GHSA-q9q2-3ppx-mwqf: 
Java vulnerability analysis and mitigation

A high-severity stored cross-site scripting vulnerability was identified in Graylog2 enterprise server (GHSA-q9q2-3ppx-mwqf), affecting versions prior to 6.2.0. The vulnerability was discovered and published on May 7, 2025, by kroepke and analyzed by Fabian Yamaguchi from Whirly Labs (Pty) Ltd. The issue received a CVSS score of 7.3, indicating high severity (GitHub Advisory).

The vulnerability consists of two minor vulnerabilities that can be combined to execute a stored cross-site scripting attack. The attack vector is accessible through the network, with low attack complexity and requires low privileges. The CVSS vector string is CVSS:3.1/AV:N/AC:L/PR:L/UI:R/S:U/C:H/I:H/A:N, indicating network-based attack vector, low attack complexity, low privileges required, and user interaction required for exploitation (GitHub Advisory).

The vulnerability allows an attacker with FILES_CREATE permission to upload arbitrary Javascript code to the Graylog2 server.

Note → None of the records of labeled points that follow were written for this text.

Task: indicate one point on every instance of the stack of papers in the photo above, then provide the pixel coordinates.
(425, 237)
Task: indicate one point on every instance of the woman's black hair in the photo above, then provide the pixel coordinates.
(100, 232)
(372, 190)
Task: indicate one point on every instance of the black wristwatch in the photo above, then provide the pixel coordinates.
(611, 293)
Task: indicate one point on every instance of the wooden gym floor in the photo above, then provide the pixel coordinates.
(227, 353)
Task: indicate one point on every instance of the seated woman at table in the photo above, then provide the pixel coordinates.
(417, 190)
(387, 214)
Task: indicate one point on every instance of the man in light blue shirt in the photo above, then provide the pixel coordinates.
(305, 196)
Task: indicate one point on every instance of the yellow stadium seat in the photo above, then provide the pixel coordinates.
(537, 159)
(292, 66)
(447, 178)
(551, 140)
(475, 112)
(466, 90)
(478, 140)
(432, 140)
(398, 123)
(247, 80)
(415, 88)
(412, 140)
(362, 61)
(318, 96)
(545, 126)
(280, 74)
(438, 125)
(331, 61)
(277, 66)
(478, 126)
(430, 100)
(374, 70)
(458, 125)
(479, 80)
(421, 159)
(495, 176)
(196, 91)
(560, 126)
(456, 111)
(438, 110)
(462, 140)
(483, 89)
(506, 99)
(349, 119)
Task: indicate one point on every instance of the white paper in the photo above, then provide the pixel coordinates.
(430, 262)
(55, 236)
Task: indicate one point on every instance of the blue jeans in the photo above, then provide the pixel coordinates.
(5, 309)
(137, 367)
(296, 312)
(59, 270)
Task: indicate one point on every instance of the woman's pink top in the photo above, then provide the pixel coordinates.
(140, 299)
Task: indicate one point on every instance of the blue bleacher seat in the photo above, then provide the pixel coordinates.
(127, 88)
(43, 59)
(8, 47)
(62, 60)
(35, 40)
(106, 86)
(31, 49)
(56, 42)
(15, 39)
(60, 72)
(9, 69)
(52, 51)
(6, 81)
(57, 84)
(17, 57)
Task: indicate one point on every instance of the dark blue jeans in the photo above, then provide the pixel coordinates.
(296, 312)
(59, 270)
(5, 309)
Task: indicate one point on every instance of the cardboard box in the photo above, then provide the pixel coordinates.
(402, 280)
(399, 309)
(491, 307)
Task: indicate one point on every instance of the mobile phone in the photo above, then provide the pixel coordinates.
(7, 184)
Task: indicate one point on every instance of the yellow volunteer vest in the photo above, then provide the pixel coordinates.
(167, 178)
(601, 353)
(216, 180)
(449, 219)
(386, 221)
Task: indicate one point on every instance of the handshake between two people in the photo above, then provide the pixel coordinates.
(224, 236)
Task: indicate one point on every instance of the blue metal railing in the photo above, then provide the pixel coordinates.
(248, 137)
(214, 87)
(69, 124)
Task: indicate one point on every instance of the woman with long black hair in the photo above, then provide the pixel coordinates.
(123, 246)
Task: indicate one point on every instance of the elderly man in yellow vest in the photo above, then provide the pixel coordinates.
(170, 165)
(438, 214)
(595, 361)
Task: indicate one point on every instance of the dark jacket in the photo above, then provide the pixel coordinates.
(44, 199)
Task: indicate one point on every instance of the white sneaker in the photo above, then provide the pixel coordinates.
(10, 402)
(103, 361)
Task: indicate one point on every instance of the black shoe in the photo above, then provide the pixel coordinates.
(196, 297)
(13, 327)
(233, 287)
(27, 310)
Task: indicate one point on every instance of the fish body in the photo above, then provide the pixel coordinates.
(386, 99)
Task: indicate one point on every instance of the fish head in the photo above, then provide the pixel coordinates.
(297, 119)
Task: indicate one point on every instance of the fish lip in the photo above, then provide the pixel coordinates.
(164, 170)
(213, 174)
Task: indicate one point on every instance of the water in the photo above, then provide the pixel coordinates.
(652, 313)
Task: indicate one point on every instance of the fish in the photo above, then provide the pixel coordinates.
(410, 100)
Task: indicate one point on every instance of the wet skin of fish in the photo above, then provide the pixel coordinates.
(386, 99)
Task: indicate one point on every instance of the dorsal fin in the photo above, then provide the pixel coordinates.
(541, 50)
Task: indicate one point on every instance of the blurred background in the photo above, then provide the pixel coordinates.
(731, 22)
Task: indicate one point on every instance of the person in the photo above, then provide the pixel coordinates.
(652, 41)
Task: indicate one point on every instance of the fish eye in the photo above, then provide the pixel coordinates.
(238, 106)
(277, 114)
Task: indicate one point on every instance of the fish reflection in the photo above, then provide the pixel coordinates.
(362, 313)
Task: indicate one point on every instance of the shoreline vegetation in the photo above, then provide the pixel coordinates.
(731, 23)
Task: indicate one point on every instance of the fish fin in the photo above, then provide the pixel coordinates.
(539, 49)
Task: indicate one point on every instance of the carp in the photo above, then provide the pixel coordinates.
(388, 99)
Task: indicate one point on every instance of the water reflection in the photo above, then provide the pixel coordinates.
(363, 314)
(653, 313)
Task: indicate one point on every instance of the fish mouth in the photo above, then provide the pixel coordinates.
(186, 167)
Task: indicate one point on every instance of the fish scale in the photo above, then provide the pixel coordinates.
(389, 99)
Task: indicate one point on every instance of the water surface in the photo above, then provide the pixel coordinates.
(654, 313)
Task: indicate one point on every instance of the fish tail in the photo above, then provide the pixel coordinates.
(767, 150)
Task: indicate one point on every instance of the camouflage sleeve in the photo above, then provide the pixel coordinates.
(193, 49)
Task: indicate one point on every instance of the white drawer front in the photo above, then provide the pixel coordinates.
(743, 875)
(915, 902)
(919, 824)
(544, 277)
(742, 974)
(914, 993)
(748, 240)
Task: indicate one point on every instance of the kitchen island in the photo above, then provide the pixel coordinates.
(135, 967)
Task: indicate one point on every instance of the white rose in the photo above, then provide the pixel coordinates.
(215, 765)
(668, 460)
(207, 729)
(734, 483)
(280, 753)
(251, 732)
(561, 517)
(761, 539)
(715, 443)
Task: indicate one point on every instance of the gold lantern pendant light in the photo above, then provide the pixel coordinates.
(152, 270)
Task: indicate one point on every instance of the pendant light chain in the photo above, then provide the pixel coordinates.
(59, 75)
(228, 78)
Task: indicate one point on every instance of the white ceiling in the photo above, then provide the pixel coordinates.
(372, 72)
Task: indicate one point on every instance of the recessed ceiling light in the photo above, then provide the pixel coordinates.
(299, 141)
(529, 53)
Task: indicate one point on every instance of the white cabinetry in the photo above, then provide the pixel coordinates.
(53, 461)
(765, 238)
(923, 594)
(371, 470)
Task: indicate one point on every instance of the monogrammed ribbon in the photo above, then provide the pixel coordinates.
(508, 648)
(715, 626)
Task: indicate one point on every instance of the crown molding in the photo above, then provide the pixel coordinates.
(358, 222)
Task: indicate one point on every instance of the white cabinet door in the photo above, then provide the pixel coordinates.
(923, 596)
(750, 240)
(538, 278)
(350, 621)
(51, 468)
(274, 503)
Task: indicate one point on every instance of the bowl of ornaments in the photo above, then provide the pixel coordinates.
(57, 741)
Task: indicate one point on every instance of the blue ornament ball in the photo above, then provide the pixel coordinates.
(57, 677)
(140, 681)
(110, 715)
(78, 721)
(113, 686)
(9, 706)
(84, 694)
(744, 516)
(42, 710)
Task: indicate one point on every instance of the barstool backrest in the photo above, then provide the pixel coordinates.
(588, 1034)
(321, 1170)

When a user accesses the file through the API browser, the malicious Javascript code executes in the context of the Graylog frontend application. This execution enables the attacker to perform authenticated API requests with the permissions of the logged-in user, effectively allowing session takeover (GitHub Advisory).

The vulnerability has been patched in Graylog version 6.2.0. The fix involved removing the generic API, which rendered the attack vector unreachable, and implementing additional escaping mechanisms. Users are advised to upgrade to version 6.2.0 or later to mitigate this vulnerability (GitHub Advisory).